Pawang' Kri est un vieil homme qui vit sur la rive du fleuve Usar, en face du kampung (= village) Tok Wali, où sévit l'imam Lebai Amrah, son ennemi personnel, qui l'a fait chasser de la ville 25 ans plus tôt. Il vit seul avec sa fille, la jolie Azizah, et ses objets électriques. Il avait une femme, dont les pieds ont été dévorés par un crocodile.


Deux jeunes hommes abordent en sampan. Ils viennent de la ville. Il y a Salleh, un professeur de lettres européanisé, qui aime jeté Sartre ou Beckett au détour d'une réflexion. Et il y a Muslim, un Malais employé de banque et bon musulman, qui veut prouver que les Malais aussi sont travailleurs. En réalité, Muslim fuit sa banque, où on le soupçonne à tort d'avoir participé à une escroquerie à destination de Hong Kong. Et Salleh vient car il ne sait que faire de sa vie. Tous deux proposent au vieux de les aider à chasser ce fameux crocodile de 4 m de long qui aurait dévoré 2 enfants peu de temps auparavant. Le vieux, qui dans sa jeunesse plongeait au milieu des crocodiles en s'aidant d'amulettes chamaniques qui le font traiter d'infidèle, accepte.


S'engage alors une chasse qui les pousse à remonter vers l'amont. Ils accrochent finalement le crocodile à un triple hameçon accroché sur un coq. Mais l'animal ne se fatigue pas. Le vieux, bien qu'il ne l'ait plus fait depuis des années, plonge à la suite de la corde, après une dernière incantation. Mais il ne remonte pas. La lutte au bout de la corde s'arrête. Les deux citadins, fascinés, amarrent leurs sampans et tirent la corde. Ils remontent le crocodile, qu'ils achèvent, avec entre ses crocs le corps de Pawang'Kri.


Ils ramènent le corps au village. L'imam accepte l'enterrement. Le devenir d'Azizah est incertain (mariage avec un jeune homme du village ?). Salleh et Muslim repartent en jeep. Muslim s'arme de patience et espère que sa réputation finira par être lavée.


On pense bien sûr, dans ce duel d'un vieil homme avec une force naturelle aquatique, au Vieil homme et la mer d'Hemingway, cité explicitement par Salleh. Mais ce livre porte énormément d'éléments pour s'imprégner de la culture malaise.

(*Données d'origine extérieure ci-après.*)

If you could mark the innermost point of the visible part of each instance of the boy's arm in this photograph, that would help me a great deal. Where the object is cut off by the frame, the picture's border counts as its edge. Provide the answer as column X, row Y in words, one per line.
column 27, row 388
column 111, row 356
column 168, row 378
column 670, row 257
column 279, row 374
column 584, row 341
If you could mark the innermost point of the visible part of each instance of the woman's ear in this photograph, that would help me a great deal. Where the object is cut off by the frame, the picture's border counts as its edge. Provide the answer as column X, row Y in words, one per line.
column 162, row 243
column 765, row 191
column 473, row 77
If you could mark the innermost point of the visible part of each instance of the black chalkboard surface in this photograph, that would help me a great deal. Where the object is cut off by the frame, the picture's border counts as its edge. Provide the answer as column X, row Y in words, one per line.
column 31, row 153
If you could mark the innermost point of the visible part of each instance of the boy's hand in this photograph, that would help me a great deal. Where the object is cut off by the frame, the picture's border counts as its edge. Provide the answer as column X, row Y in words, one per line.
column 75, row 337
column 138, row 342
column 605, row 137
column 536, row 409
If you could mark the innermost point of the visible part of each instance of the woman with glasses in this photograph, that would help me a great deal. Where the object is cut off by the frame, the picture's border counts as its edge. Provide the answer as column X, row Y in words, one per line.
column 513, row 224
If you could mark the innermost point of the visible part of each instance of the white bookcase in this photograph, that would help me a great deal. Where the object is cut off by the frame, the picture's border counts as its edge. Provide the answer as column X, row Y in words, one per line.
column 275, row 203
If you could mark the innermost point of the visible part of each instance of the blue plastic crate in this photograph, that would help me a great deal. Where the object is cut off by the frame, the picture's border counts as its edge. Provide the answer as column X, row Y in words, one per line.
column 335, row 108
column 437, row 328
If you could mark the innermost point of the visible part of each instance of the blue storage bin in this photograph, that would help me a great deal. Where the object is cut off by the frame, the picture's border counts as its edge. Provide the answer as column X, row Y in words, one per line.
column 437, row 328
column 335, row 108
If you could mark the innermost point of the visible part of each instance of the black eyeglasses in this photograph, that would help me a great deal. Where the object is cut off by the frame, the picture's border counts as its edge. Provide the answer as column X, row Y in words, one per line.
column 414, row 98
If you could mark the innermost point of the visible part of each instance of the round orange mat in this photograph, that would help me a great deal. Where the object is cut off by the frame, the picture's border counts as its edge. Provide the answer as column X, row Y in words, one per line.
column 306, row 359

C'est une tarte à la crême, quand on parle du Japon, de dire qu'il fait le grand écart entre tradition et modernité. Mais la tradition, au Japon, n'est plus que de l'ordre du culturel, et non du social.


En Malaisie, au contraire, la communauté villageoise, dans ce qu'elle a pour nos yeux occidentaux de plus arriéré, est encore vivante. Une communauté avec ses notables. Avec ses haines puériles, quasi des haines d'enfants. Avec des rapports de force politiques à petite échelle, ou chaque individu compte, dans ce qu'il va défendre, et incarner plus ou moins rigoureusement. Où demeure, au quotidien, un sens des éléments primordiaux tellement présent qu'il imprègne les êtres sans qu'ils y pensent.


Bref, un espace où chacun se révèle, en se projetant face à l'adversité, en faisant des choix. Même le rythme des dialogues, qui peuvent sembler banaux et empreints d'un pragmatisme terre-à-terre, voire vide, s'imprègne de cette ambiance de village perdu, où se joue l'identité malaise.


Ce livre montre bien ces éléments, et bien d'autres choses, comme la ville aseptisée, les superstitions ancestrales contre l'islam de village. Le personnage de Salleh est un peu l'avocat du diable, la tentation du socialisme, voire de l'anarchisme.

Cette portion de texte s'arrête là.